Displayed at the Paris Air Show in June 1989, now registered CCCP-82060, carrying the 60-tonne Buran space shuttle on top.
It was given the Ukrainian registration UR-82060 in 1993.
After the Buran space shuttle program was cancelled, the An-225 was withdrawn from use at Gostomel, in April 1994, with a total flying time of 671 hours and 339 flights. It was stripped of spare parts for use on Antonov Airlines’ An-124 fleet – the six engines were removed for use on An-124s.
Antonov realised that there was a need for an aircraft capable of carrying larger and heavier loads than the An-124. UR-82060 was refurbished in 2000 at a cost of $20 million, with a new cockpit, avionics and safety systems, new passenger cabin on the upper deck, reinforced fuselage to carry heavier payloads and Stage III hush kits on the engines. It made its first flight on 7 May 2001, after 7 years on the ground.
UR-82060 holds the absolute world records for an airlifted single item payload of 189,980 kilograms (418,834 pounds) and an airlifted total payload of 253,820 kilograms (559,577 pounds). It has also transported a payload of 247,000 kilograms (545,000 pounds) on a commercial flight.

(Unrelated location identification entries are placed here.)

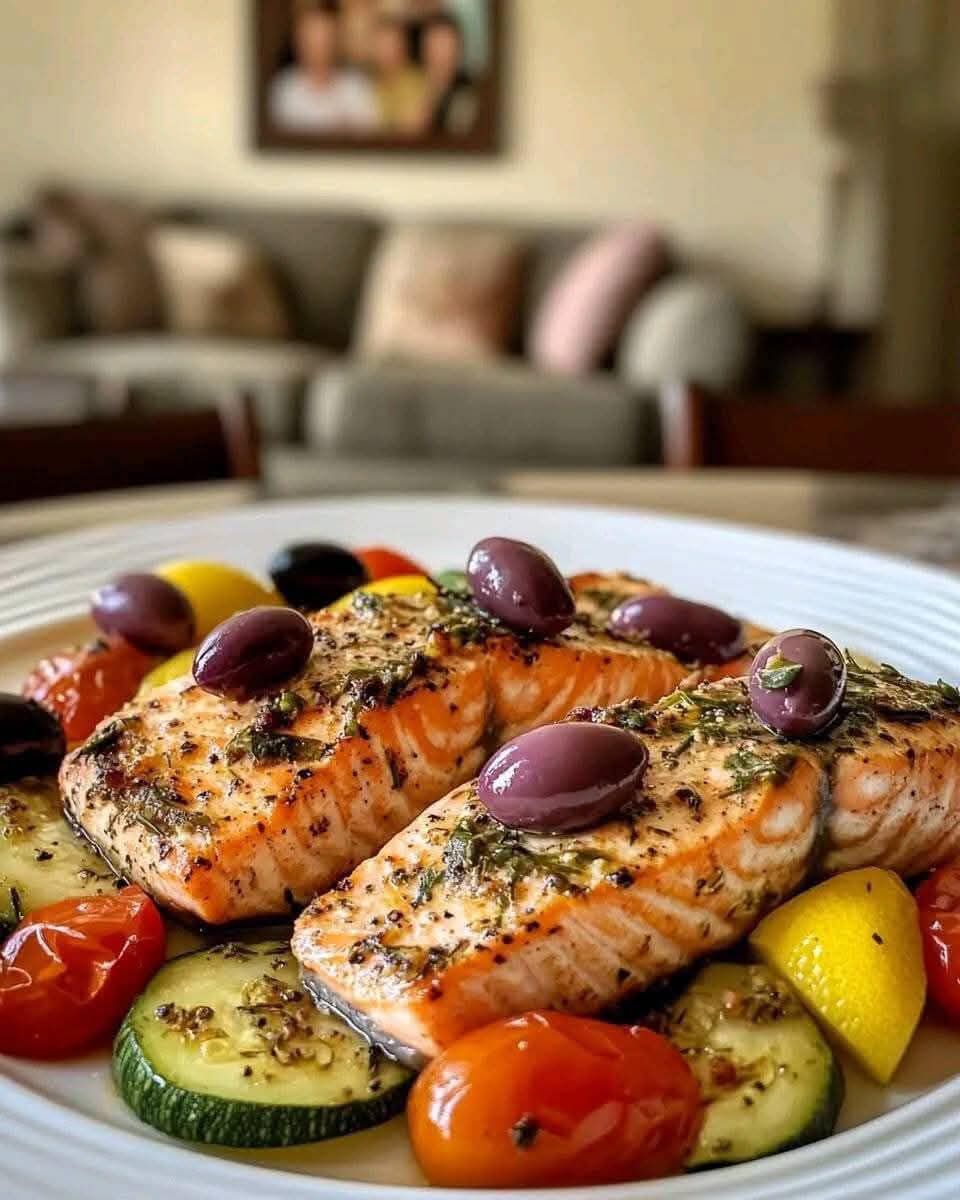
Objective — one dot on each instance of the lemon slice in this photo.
(216, 591)
(851, 947)
(169, 669)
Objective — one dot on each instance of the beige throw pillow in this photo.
(216, 283)
(442, 293)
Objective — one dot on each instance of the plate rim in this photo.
(927, 1115)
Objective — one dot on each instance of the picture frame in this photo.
(406, 77)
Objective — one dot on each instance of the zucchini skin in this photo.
(820, 1126)
(771, 1081)
(195, 1116)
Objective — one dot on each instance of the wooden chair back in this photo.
(700, 430)
(130, 450)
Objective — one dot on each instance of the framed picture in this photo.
(420, 76)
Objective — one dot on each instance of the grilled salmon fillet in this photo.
(460, 921)
(227, 810)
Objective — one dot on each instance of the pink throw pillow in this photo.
(586, 307)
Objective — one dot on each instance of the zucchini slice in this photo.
(225, 1047)
(41, 858)
(769, 1080)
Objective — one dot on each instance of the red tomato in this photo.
(547, 1099)
(71, 970)
(382, 562)
(87, 683)
(939, 905)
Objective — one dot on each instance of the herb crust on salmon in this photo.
(227, 810)
(461, 921)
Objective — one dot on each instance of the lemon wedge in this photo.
(851, 947)
(216, 591)
(169, 669)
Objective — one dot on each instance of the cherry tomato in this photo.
(939, 905)
(71, 970)
(547, 1099)
(84, 684)
(381, 563)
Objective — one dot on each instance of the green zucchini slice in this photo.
(226, 1047)
(769, 1080)
(41, 858)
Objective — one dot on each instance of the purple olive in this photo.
(797, 683)
(145, 611)
(315, 574)
(31, 739)
(253, 652)
(695, 633)
(562, 778)
(520, 586)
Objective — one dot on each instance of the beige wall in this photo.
(697, 113)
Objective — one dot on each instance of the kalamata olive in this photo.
(31, 739)
(315, 574)
(520, 586)
(562, 778)
(695, 633)
(253, 652)
(145, 611)
(797, 683)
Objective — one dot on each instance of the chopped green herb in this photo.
(108, 737)
(749, 768)
(267, 747)
(779, 672)
(453, 581)
(159, 809)
(427, 880)
(481, 852)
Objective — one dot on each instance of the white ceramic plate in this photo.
(64, 1133)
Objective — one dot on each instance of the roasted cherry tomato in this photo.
(84, 684)
(939, 906)
(381, 562)
(71, 970)
(547, 1099)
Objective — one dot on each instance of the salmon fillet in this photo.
(460, 921)
(227, 810)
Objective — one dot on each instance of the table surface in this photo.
(918, 517)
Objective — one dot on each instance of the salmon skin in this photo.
(461, 921)
(227, 810)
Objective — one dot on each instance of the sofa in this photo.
(323, 401)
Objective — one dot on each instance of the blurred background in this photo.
(693, 256)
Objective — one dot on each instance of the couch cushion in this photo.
(321, 257)
(216, 283)
(502, 413)
(687, 328)
(102, 239)
(165, 370)
(582, 313)
(442, 293)
(34, 300)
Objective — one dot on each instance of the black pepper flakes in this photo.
(525, 1131)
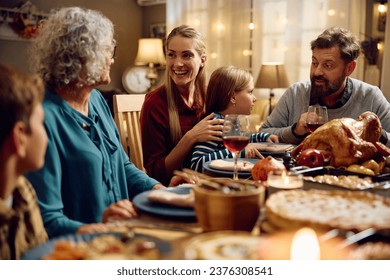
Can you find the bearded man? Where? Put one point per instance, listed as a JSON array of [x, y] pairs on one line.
[[334, 55]]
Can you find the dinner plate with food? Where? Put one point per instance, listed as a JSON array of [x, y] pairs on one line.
[[174, 202], [224, 167]]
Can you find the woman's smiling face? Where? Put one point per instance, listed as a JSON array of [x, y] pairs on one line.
[[183, 61]]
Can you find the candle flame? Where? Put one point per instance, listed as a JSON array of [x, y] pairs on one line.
[[305, 245]]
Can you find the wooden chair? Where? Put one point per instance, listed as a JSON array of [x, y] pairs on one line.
[[127, 110]]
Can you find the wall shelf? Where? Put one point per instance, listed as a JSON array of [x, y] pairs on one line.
[[19, 24]]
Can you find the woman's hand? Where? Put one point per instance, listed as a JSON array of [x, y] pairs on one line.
[[158, 187], [252, 152], [206, 130], [93, 228], [120, 210], [273, 139]]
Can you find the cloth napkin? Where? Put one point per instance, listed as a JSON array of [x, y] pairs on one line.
[[171, 198], [278, 148], [221, 164]]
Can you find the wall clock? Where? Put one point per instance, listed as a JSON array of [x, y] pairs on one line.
[[134, 79]]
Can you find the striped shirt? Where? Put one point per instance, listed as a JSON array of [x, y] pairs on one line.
[[211, 150]]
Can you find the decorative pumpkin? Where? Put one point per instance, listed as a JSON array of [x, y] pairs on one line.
[[261, 168]]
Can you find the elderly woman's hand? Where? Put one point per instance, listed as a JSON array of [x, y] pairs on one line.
[[120, 210], [273, 138]]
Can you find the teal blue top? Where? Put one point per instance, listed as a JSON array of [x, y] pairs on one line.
[[86, 168]]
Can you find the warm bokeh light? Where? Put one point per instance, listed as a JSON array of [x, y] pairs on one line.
[[247, 52], [382, 8], [331, 12], [213, 55], [305, 245]]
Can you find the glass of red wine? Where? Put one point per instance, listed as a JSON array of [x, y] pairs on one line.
[[236, 133], [316, 116]]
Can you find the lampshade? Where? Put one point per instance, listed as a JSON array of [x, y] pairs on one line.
[[150, 50], [272, 75]]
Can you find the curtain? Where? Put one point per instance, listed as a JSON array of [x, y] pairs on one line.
[[282, 30]]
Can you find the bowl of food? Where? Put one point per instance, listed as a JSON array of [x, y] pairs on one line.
[[225, 204]]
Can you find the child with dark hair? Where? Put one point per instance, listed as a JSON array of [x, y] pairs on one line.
[[23, 142]]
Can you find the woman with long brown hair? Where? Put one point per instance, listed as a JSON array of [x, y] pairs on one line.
[[171, 115]]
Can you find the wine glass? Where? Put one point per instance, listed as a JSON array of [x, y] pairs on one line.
[[316, 116], [236, 132]]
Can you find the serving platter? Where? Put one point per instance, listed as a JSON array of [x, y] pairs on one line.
[[380, 183]]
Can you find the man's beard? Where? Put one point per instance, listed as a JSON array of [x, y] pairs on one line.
[[326, 89]]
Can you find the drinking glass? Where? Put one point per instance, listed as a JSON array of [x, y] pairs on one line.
[[316, 116], [236, 132]]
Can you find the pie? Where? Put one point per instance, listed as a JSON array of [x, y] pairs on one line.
[[324, 210], [105, 246]]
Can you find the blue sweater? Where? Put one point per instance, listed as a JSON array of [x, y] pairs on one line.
[[86, 168], [211, 150], [295, 101]]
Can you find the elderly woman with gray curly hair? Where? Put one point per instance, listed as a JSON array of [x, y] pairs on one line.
[[87, 178]]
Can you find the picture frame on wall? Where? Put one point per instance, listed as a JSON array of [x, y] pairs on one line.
[[158, 30]]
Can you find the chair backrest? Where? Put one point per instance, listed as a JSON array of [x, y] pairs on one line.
[[127, 110]]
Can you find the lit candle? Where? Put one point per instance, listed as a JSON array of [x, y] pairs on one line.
[[305, 245]]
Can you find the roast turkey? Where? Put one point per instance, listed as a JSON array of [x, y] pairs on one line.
[[345, 141]]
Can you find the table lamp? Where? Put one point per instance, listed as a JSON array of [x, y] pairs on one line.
[[150, 52], [272, 75]]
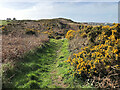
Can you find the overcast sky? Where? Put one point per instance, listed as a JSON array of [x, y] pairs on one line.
[[77, 10]]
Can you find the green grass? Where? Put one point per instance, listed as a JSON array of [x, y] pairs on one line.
[[35, 70], [4, 22]]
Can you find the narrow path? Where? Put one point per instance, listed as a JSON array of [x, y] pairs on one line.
[[42, 68]]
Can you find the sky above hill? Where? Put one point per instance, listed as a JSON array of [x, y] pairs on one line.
[[77, 10]]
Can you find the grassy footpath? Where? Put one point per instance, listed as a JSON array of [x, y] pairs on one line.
[[43, 68], [35, 69]]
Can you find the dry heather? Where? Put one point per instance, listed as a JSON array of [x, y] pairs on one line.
[[14, 47]]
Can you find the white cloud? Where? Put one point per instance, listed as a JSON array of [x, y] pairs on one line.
[[106, 12], [40, 10]]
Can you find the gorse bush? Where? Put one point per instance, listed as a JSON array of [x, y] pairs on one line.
[[70, 34], [101, 59]]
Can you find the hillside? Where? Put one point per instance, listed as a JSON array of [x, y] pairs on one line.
[[60, 53]]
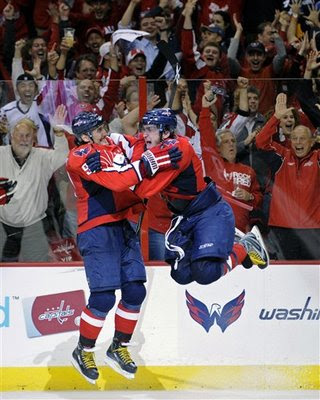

Second An-225 and the even larger An-325
Construction of a second An-225 was started in the late 1980s, but after the collapse of the Soviet Union and due to lack of funds, construction ceased in 1994 and it was placed in storage at Kiev.
In September 2006, Antonov announced that it would complete the second An-225 by 2008, but this was then delayed.
By August 2009, the aircraft was about 60-70% complete when work was stopped due to lack of funds. Completion requires at least $300 million and three years.
In April 2013, the Russian government announced plans to revive air launched spacecraft, using a modified An-225 as a mid-air launchpad, but the Ukraine/Russia conflict ended these plans.
Antonov had plans to build an even larger An-325 with eight engines, but this did not make it off the drawing board.